2. Improvise the experience. Bodystorming is physical and progressive: as the group starts to put their thoughts into action, they will naturally ask simple and important questions by acting them out, often leading to the unexpected. For example, in the evening news scenario:

“OK, so how do you watch the evening news?”
“I don’t have a television. Also, I’m usually out jogging.”
“Oh. Do you have your phone on you?”
“Always. I’m listening to music.”
“OK, what if this happened… who wants to play the phone?”

In a completely improvised scenario, the group should keep in mind the principal rule of the game: building on each other’s inputs. “Yes, and…” will generate
more progress than “Yeah, but…” thinking. In some uses of bodystorming, a group will act out a script prepared in advance. In these cases, an equal amount of planning in props to build an environment is key. For example, if it’s a coffee shop, set up the counter and chairs. If it’s a park or outdoor area, strongly consider going there.

The BetaCup Bodystorming Session – Overlap 09 from the betacup on Vimeo.

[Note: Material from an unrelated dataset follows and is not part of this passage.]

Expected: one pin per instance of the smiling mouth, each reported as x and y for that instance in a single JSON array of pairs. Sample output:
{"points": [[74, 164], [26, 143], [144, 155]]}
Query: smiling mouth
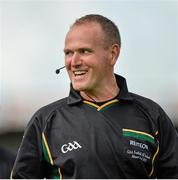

Level 3: Reflect on What Happens, and Why
By enacting the experience, the participants will naturally explore new possibilities, and uncover flaws or assumptions about how an idea could work. This is valuable both in the process itself and afterward: by documenting the exercise on video, the participants may later “watch the reel” to discuss key points.

Strategy
Choose the right level of bodystorming at the right time for the group. Because bodystorming asks participants to take a big step away from the typical conference table mode of thinking, they may need to get comfortable with more structured sessions first, armed with scripts and specific roles, before stepping into complete improv. In all cases, the exercise itself will be more memorable than the customary problem-solving session, and will help generate empathy that comes from “embodying” the experience.

The term “bodystorming” was coined by Colin Burns at CHI ’94 In Boston, Massachusetts.